The making of art, the academic history of art, and the history of art museums are closely intertwined with the rise of nationalism. Art created in the modern era, in fact, has often been an attempt to generate feelings of national superiority or love of one's country. Russian art is an especially good example of this, as the Russian avant-garde and later Soviet art were attempts to define that country's identity.

Most art historians working today identify their specialty as the art of a particular culture and time period, and often such cultures are also nations. For example, someone might specialize in the 19th-century German or contemporary Chinese art history. A focus on nationhood has deep roots in the discipline. Indeed, Vasari's Lives of the Most Excellent Painters, Sculptors, and Architects is an attempt to show the superiority of Florentine artistic culture, and Heinrich Wölfflin's writings (especially his monograph on Albrecht Dürer) attempt to distinguish Italian from German styles of art.

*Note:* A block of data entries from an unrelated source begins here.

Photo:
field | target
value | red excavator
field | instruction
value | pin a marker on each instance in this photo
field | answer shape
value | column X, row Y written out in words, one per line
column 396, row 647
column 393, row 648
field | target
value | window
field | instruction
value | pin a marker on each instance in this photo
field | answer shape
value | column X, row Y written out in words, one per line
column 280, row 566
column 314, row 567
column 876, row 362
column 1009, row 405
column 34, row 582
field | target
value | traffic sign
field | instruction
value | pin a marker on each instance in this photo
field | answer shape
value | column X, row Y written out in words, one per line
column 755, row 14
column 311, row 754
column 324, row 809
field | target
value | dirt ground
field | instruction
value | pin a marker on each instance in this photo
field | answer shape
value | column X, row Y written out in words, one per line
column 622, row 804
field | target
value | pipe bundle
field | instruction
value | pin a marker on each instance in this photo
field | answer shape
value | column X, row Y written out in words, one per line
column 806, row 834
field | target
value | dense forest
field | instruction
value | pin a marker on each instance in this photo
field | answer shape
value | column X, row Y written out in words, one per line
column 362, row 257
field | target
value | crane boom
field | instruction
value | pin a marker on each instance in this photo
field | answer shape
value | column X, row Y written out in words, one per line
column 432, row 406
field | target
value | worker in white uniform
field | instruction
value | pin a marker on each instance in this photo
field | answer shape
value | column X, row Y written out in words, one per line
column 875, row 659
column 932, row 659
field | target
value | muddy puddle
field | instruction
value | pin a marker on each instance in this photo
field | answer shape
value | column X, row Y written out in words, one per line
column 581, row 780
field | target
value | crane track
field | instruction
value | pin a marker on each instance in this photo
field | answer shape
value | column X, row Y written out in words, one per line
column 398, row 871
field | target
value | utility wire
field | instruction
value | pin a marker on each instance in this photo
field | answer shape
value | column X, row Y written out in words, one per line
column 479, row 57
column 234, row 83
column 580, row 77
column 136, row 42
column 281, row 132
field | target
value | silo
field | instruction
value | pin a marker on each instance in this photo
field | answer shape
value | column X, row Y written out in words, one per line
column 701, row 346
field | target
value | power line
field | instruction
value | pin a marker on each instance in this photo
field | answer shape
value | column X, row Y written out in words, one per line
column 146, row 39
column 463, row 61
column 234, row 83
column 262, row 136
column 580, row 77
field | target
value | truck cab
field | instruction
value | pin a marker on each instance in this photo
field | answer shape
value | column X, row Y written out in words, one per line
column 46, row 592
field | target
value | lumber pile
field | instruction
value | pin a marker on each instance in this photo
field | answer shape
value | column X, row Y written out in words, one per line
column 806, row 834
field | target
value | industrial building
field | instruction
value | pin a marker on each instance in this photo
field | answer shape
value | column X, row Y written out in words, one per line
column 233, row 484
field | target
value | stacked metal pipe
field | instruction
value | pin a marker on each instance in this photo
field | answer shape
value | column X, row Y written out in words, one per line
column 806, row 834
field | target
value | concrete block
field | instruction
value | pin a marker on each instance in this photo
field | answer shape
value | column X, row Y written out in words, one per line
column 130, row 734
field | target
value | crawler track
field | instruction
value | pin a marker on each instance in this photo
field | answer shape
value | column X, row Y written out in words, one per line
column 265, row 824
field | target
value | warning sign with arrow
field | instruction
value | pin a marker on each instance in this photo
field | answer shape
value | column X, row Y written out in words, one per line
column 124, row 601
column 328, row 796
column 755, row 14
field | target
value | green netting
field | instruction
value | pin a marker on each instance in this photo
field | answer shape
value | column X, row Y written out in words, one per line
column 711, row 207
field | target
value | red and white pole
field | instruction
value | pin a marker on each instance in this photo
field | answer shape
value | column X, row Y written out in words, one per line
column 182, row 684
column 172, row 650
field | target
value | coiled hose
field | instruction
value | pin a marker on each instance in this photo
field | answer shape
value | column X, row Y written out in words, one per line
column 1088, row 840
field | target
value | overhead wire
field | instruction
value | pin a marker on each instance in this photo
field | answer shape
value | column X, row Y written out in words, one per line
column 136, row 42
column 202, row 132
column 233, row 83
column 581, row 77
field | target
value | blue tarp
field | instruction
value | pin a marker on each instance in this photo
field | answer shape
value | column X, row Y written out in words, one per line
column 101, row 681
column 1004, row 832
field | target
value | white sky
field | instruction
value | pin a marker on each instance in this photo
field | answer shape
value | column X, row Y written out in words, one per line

Many of the largest and most well-funded art museums of the world, such as the Louvre, the Victoria and Albert Museum, and the National Gallery of Art in Washington are state-owned. Most countries, indeed, have a national gallery, with an explicit mission of preserving the cultural patrimony owned by the government—regardless of what cultures created the art—and an often implicit mission to bolster that country's own cultural heritage. The National Gallery of Art thus showcases art made in the United States, but also owns objects from across the world.

Divisions by period

The field of Art History is traditionally divided into specializations or concentrations based on eras and regions, with further sub-division based on media. Thus, someone might specialize in "19th-century German architecture" or in "16th-century Tuscan sculpture." Sub-fields are often included under a specialization. For example, the Ancient Near East, Greece, Rome, and Egypt are all typically considered special concentrations of Ancient art. In some cases, these specializations may be closely allied (as Greece and Rome, for example), while in others such alliances are far less natural (Indian art versus Korean art, for example).

Non-Western art is a relative newcomer to the Art Historical canon. Recent revisions of the semantic division between art and artifact have recast objects created in non-Western cultures in more aesthetic terms. Relative to those studying Ancient Rome or the Italian Renaissance, scholars specializing in Africa, the Ancient Americas and Asia are a growing minority.

"Contemporary art history" refers to research into the period from the 1960s until today reflecting the break from the assumptions of modernism brought by artists of the neo-avant-garde and a continuity in contemporary art in terms of practice based on conceptualist and post-conceptualist practices.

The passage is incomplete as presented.